Server alert you of File Not Found and other Errors

I want to know when there are errors on my site.

“404: File Not Found” errors can be from forgetting to upload an image, or from typing a URL wrong for a link to another page on my site. They can also be from people typing a file name wrong (some words are commonly mis-spelled). I can correct all of these, if I know about them.

Most people have to remember to check their site logs. (But they don’t.) I want the option of having the server send me an email.

Yes, I get emails about made-up names search engines look for, and made-up names spammers search for. I just delete these emails, part of web site maintenance (or I turn off emails about errors that didn’t start from my site, e.g. hackers searching). A few search bots are so bad, I have my site not send me emails about their “missing files”; the Bing-bot is drunk.

I also want to know about some categories of 403: Access Denied requests, to make sure that none are for files that should be permitted. I’ve had some WordPress plugins, for example, that produced file names with double slashes in them, which my security system was blocking; I needed to know that was going on, and what exactly was making those legitimate file requests get blocked. I needed full disclosure from my server.

Here is how I have the server give me the reports I need. (Another post will cover the security system I use, and the modifications to get the full disclosure from it.)

What you Need to Use This

I’m writing to experienced PHP programmers. You have to be able to understand, install, test PHP programs. This works on my server, LunarPages hosting and an IIS server, but accesses server variables that might be different on your server; there is no way I can know the details of your server (unless you hire me to install this for you). This might not fully work on your server, or might need modification! If you can’t debug PHP, for server-level functions, don’t try this; have me or another programmer do this for you.

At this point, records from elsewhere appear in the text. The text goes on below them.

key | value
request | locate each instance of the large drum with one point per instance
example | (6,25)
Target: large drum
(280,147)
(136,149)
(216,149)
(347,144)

This works best on Apache web servers. This also works on IIS servers, though they will probably give less detailed reporting, and may block writing the error log entries. (I’m not going to give IIS instructions here, if you have an IIS server you probably already know how to adapt these instructions. In another post I’ll show my web.config file changes for IIS.)

How to Call This

I have my server error pages, 403.php 404.php 500.php (specified in .htaccess) include errortowebmaster.php. I have all these files in /public_html/shared (and have symbolic links defined so the shared folder literally does get shared by all my web sites).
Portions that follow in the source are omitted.